Nevertheless, thanks to Department for Transport money won by Sheffield City Region, the council will launch a Sheffield Cycleboost e-cargo bike loan scheme in the next few months for organisations thinking about replacing motor vehicle journeys. Interested parties can join the waiting list at http://www.sheffieldcycleboost.org.
And later in the summer, the council is planning another government-funded scheme for local organisations to buy e-cargo bikes at discount. Paul suggests checking bikes available (at https://www.adifferentgear.com for example) before emailing him at [email protected] to show interest.
There will soon be well over 40 e-cargo bikes plying the city’s trade, and Paul thinks many more small or medium sized companies are likely to be pedalling their wares before too long, not just because it helps cut city congestion, CO2 and air pollution, but because it’s cheaper, and often quicker.
Among the architects, photographers, caterers, small industries and craftspeople currently using e-cargo bikes are an increasing number of NHS workers.
Doctor Jo Maher is currently setting up an e-cargo bike from the council’s scheme for staff from the Wincobank Medical Centre to make visits (including, perhaps, up and down the Côte de Wincobank Hill made famous in 2014), and colleagues at Dykes Hall Medical Centre are already carrying Covid supplies around Hillsborough on an e-cargo bike.

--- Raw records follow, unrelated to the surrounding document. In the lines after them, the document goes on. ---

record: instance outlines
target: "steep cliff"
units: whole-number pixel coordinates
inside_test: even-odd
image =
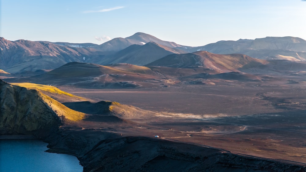
[[[0,134],[47,134],[85,116],[36,90],[0,80]]]

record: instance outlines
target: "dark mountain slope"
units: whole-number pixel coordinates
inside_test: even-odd
[[[147,66],[179,68],[201,68],[215,70],[218,73],[237,71],[248,65],[256,67],[268,63],[266,61],[252,58],[243,54],[218,54],[200,51],[184,54],[169,55]]]
[[[260,59],[306,60],[306,41],[290,36],[221,41],[188,50],[218,54],[239,53]]]
[[[169,54],[185,53],[182,50],[150,42],[143,45],[132,45],[102,59],[99,63],[106,64],[123,63],[142,66]]]

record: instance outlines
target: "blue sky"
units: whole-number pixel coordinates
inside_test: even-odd
[[[302,0],[0,0],[0,37],[101,44],[144,32],[184,45],[292,36],[306,39]]]

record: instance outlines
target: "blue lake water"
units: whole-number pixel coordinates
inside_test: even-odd
[[[0,171],[83,171],[76,157],[46,152],[47,145],[35,139],[0,139]]]

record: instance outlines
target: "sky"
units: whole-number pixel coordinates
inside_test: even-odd
[[[0,37],[101,44],[137,32],[196,46],[222,40],[306,39],[302,0],[0,0]]]

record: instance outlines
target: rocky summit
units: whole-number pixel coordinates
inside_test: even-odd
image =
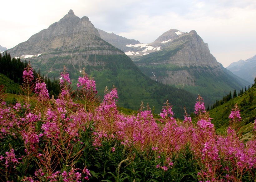
[[[71,52],[83,52],[85,54],[122,54],[121,51],[100,39],[98,30],[87,16],[81,18],[71,10],[58,22],[35,34],[27,41],[8,51],[21,58],[35,58],[44,55],[59,56]]]
[[[126,45],[137,49],[125,53],[143,72],[152,80],[200,94],[212,101],[249,84],[218,62],[195,30],[184,33],[170,29],[154,42],[139,45]]]
[[[104,37],[108,37],[108,41],[118,36],[111,34]],[[41,75],[50,79],[60,78],[65,65],[75,89],[84,68],[95,80],[100,96],[103,96],[106,86],[109,90],[113,85],[117,88],[120,106],[137,110],[142,101],[145,106],[149,103],[160,113],[163,103],[168,100],[175,106],[174,111],[179,117],[183,116],[184,106],[188,111],[193,110],[196,95],[151,80],[124,52],[102,39],[102,35],[88,17],[80,18],[70,10],[48,28],[7,52],[22,61],[29,61],[34,69],[40,69]],[[114,41],[115,45],[124,46],[139,43],[121,36]]]
[[[232,63],[226,68],[237,76],[253,84],[256,77],[256,55],[245,61],[241,60]]]

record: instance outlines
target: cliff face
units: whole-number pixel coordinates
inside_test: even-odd
[[[22,57],[22,55],[35,56],[39,54],[53,52],[86,53],[89,50],[94,49],[113,49],[112,46],[100,37],[99,32],[88,17],[84,16],[80,19],[71,10],[59,21],[8,51],[12,55]],[[116,52],[116,50],[112,53]],[[103,52],[101,53],[105,53]]]
[[[139,42],[114,34],[100,34],[87,17],[80,19],[71,10],[59,21],[7,52],[12,56],[30,61],[34,70],[38,71],[40,69],[41,75],[50,79],[60,78],[65,65],[72,84],[77,83],[84,69],[95,80],[100,95],[103,96],[106,86],[109,90],[113,85],[117,88],[121,107],[136,110],[143,101],[154,107],[158,112],[167,98],[173,101],[178,117],[183,115],[184,105],[192,111],[195,97],[193,95],[152,80],[109,40],[112,39],[113,44],[117,45]],[[76,89],[76,85],[72,86]]]
[[[124,52],[130,50],[128,47],[126,46],[126,45],[140,43],[139,41],[134,39],[126,39],[125,37],[116,35],[113,33],[109,34],[98,29],[97,29],[97,30],[99,31],[101,38]]]
[[[245,61],[233,62],[226,68],[237,76],[254,83],[256,77],[256,55]]]
[[[171,29],[149,45],[160,48],[143,56],[131,56],[153,80],[187,89],[212,102],[248,84],[227,72],[194,30],[185,33]]]

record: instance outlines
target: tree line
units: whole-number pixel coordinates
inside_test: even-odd
[[[20,85],[22,84],[22,76],[24,69],[28,64],[26,60],[22,61],[19,58],[12,58],[10,53],[6,51],[0,53],[0,73],[6,75],[14,81],[14,83]],[[52,80],[47,78],[46,76],[41,75],[40,70],[37,73],[33,71],[34,75],[34,83],[35,83],[37,79],[40,77],[44,80],[46,84],[49,94],[54,95],[56,98],[59,95],[60,91],[59,80],[55,78]]]
[[[256,77],[255,78],[255,79],[254,80],[254,84],[253,84],[252,85],[252,87],[254,86],[254,85],[256,85]],[[249,90],[250,89],[250,85],[248,86],[248,90]],[[242,88],[242,89],[240,90],[240,91],[238,92],[238,94],[237,93],[236,90],[235,89],[234,90],[234,92],[233,93],[233,97],[232,97],[232,95],[231,94],[231,91],[229,91],[229,94],[228,94],[226,96],[224,96],[222,98],[222,100],[216,100],[216,101],[213,104],[213,105],[212,105],[211,107],[211,109],[214,109],[215,107],[217,107],[218,106],[220,106],[220,105],[222,105],[223,104],[226,103],[227,102],[229,102],[231,99],[235,98],[236,97],[239,96],[242,96],[247,91],[247,89],[246,88],[246,86],[245,86],[245,88],[244,89],[244,88]],[[249,103],[248,104],[249,105],[251,105],[252,104],[252,101],[253,99],[253,94],[252,92],[250,92],[249,93]],[[209,108],[208,107],[208,110],[209,110]]]

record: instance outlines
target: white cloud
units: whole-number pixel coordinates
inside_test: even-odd
[[[152,42],[171,29],[195,30],[225,66],[256,54],[254,0],[9,0],[1,7],[0,45],[8,48],[71,9],[96,28],[142,43]]]

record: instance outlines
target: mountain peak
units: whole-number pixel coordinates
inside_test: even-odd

Russell Cutts has food, coffee, medical and magazine deliveries lined up as a business to business e-bike courier (at https://www.russellsbicycleshed.co.uk/deliveries). The rail link means the humble bicycle can offer same day deliveries to most big cities around the UK, he says, at often half the cost of a driver in a van.
He notes how peaceful the Peace Gardens are now, and doubts many people will want a return to streams of buses and vans.
“Using e-cargo bikes in places like the city centre allows these sorts of spaces to be created,” he says. “I think those 30 businesses who are using e-cargo bikes so far are flying a banner for the city,” says Paul Sullivan. “They’re leading from the front.”